Arizona Attorney General’s Office, Phoenix By Jason Lewis Counsel for Appellee

Coconino County Public Defender’s Office, Flagstaff By Brad Bransky Counsel for Appellant STATE v. MEYERS Decision of the Court

MEMORANDUM DECISION

Presiding Judge Lawrence F. Winthrop delivered the decision of the Court, in which Judge Jennifer B. Campbell and Judge Paul J. McMurdie joined.

W I N T H R O P, Presiding Judge:

¶1 John Leo Meyers (“Meyers”) appeals his conviction and sentence for attempted second degree murder and aggravated assault. For the following reasons, we affirm.

FACTS AND PROCEDURAL HISTORY

¶2 This appeal arises from an incident that occurred in 2014 between Meyers and his roommate, Earl. On June 20, 2014, Earl went for a run. When he returned from his run, and began to change his clothes, he felt a stab to his back. Earl turned, saw Meyers holding a knife, and yelled at him, but Meyers did not respond.

¶3 Earl attempted to leave the house, but Meyers blocked the exit. Earl then drew his pocket knife and the two began to fight. At one point, Earl disarmed Meyers, however, Earl tripped as he tried to exit the house. In the meantime, Meyers recovered his knife and stabbed Earl in the head and back. Eventually, Earl exited the house and ran to his neighbor for help. The neighbor called 911 and waited with Earl for the ambulance to arrive.1

¶4 In his defense, Meyers testified that on the day of the stabbing, Earl accused him of stealing his money and marijuana. Then, when Earl came back from his run, he hit Meyers, and Meyers drew his knife in self- defense. The two began to fight, each with his own knife, and eventually Meyers told Earl to leave. After Earl left, Meyers became scared because of what had happened and left. Meyers immediately went to his employer’s house, and his boss told him to contact the police. Meyers instead fled to California.

1 Earl was treated for six stab wounds: three stab wounds to his head, one stab wound near his kidney, one stab wound to his chest, and one stab wound to his shoulder.

2 STATE v. MEYERS Decision of the Court

¶5 In 2016, approximately two years after the stabbing, Meyers turned himself in to the police. Meyers was arrested and subsequently interviewed by a detective. During the interview Meyers stated that he fled the state because he was afraid Earl “could be involved with Drug Dealers.” On November 23, 2016, Meyers was indicted on one count of attempted second degree murder and two counts of aggravated assault.

¶6 Before trial, the State moved to preclude Meyers’ statement to the detective that Meyers fled to California because he was afraid of Earl’s possible drug connections, and to preclude Meyers from speculating “on the victim’s associations or supposed drug dealing.”
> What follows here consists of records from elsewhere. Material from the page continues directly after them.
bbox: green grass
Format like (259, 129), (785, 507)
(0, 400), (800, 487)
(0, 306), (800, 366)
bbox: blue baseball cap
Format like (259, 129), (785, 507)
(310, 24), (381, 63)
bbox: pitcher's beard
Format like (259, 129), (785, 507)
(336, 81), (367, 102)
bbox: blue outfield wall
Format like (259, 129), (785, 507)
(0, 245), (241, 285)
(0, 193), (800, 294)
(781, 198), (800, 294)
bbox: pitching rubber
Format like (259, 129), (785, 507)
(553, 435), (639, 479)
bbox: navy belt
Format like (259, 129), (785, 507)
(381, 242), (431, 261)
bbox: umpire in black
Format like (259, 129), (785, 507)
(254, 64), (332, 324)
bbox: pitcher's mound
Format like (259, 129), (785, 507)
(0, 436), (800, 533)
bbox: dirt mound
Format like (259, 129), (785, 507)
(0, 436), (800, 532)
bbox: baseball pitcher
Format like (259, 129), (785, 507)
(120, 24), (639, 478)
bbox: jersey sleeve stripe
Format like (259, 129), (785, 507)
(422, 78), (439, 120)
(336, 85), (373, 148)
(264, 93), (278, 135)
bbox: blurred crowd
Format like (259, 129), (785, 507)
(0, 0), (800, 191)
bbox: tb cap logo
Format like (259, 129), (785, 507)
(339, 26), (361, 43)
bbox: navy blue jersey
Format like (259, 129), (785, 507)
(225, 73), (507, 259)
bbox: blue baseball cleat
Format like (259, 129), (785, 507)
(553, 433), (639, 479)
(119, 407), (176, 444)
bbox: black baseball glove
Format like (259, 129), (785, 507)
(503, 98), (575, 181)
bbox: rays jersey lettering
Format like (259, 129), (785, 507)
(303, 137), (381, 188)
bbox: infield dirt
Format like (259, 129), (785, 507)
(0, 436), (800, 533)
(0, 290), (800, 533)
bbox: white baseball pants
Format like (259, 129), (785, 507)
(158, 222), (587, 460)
¶7 In response, Meyers argued that his statement to the detective should be admitted to explain why he fled to California. The court granted the State’s motion “to preclude that [specific] statement.” After the court granted the motion, however, the parties continued to debate exactly what the court had precluded:

[The State]: And Your Honor, I don’t know if the court wants to address this now. But given the context of the statements that were made in the defense interview, in the interview of the defendant by Detective [ ], I do have some concerns about I just want to make sure the defendant is clear, Mr. Meyers is clear about what he is not allowed to be saying about the victim if he chooses to testify, particularly improper character evidence.

The Court: The only thing I’ve heard preclusion on is that [Earl], he [Meyers] believed him to be involved with or he could be a drug dealer.
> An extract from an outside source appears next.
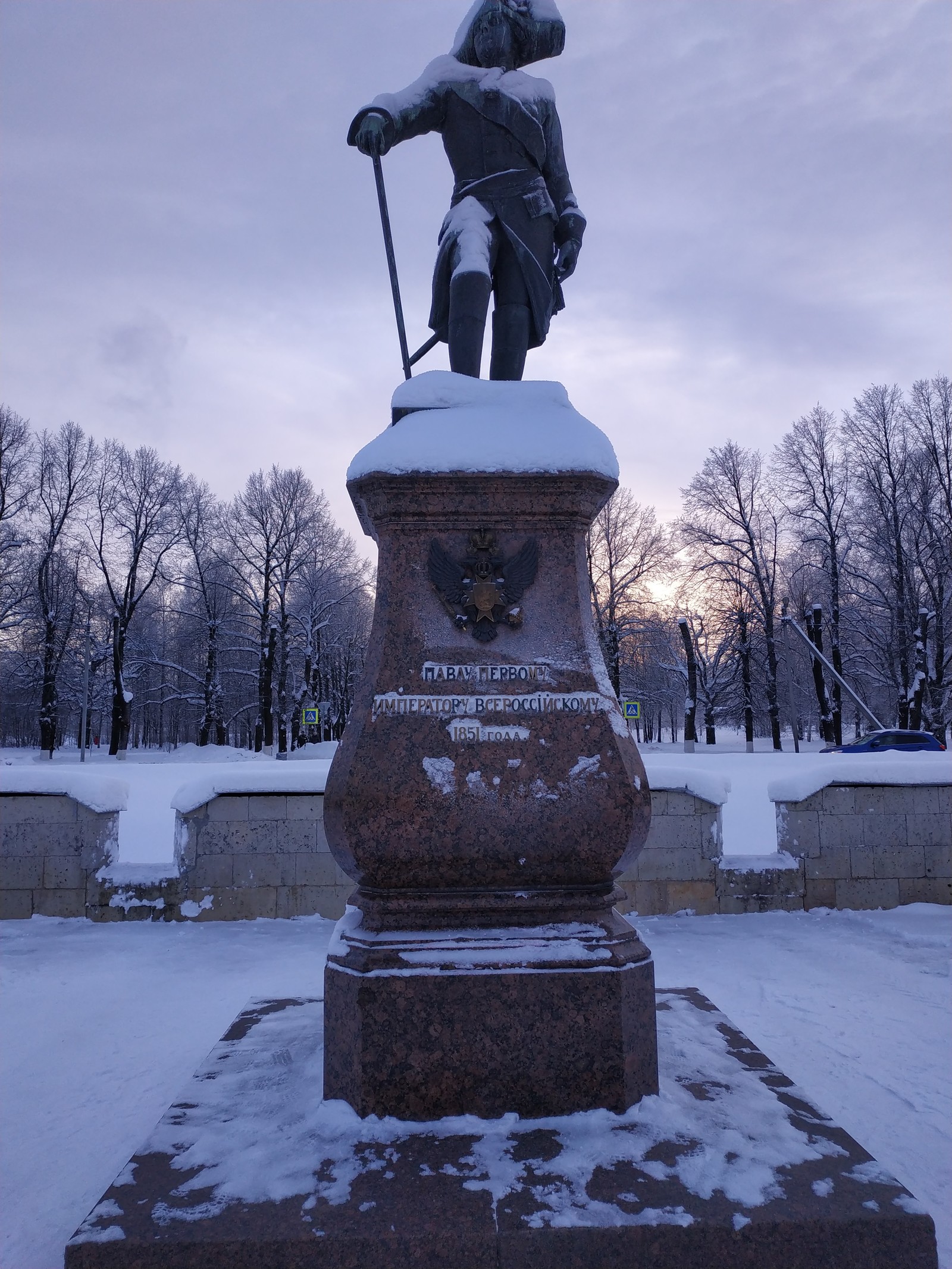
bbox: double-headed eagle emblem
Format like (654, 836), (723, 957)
(427, 529), (538, 643)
[The State]: And there were some comments within our agreements, defendant made some comments in the interview about his feeling on the victim’s character. And we have agreed that it shouldn’t come in. And I just want the make sure that Mr. Meyers knows when he takes the stand, he shouldn’t be saying comments about what he thinks of the victim.
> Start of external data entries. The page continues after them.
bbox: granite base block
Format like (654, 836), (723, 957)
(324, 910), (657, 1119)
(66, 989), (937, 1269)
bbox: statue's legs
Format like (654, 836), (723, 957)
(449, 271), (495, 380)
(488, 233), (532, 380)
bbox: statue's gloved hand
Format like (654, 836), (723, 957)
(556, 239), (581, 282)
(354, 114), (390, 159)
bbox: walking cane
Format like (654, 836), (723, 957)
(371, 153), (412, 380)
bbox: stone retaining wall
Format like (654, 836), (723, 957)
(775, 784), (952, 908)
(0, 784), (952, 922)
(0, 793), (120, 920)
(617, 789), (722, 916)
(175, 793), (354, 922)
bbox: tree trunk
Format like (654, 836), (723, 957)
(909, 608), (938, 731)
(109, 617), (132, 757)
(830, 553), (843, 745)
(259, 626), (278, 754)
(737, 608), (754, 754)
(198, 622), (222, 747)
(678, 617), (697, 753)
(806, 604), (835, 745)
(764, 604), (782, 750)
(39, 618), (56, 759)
[Meyers’ counsel]: I’m not really sure that—I think that we made stipulations about his statement of the victim to [the detective]. I don’t think there is any anything that would

3 STATE v. MEYERS Decision of the Court

prevent him on the stand from talking about his, the knowledge he had at the time of [Earl’s] behavior and so on and so forth.

[The State]: Well, I’m glad we’re bringing this up, then. . . . And I would just want Mr. Meyers admonished that he should not be making comments relating to that or related to prior violent behavior, assaultive behavior or . . . drug dealer associations or that type of statement.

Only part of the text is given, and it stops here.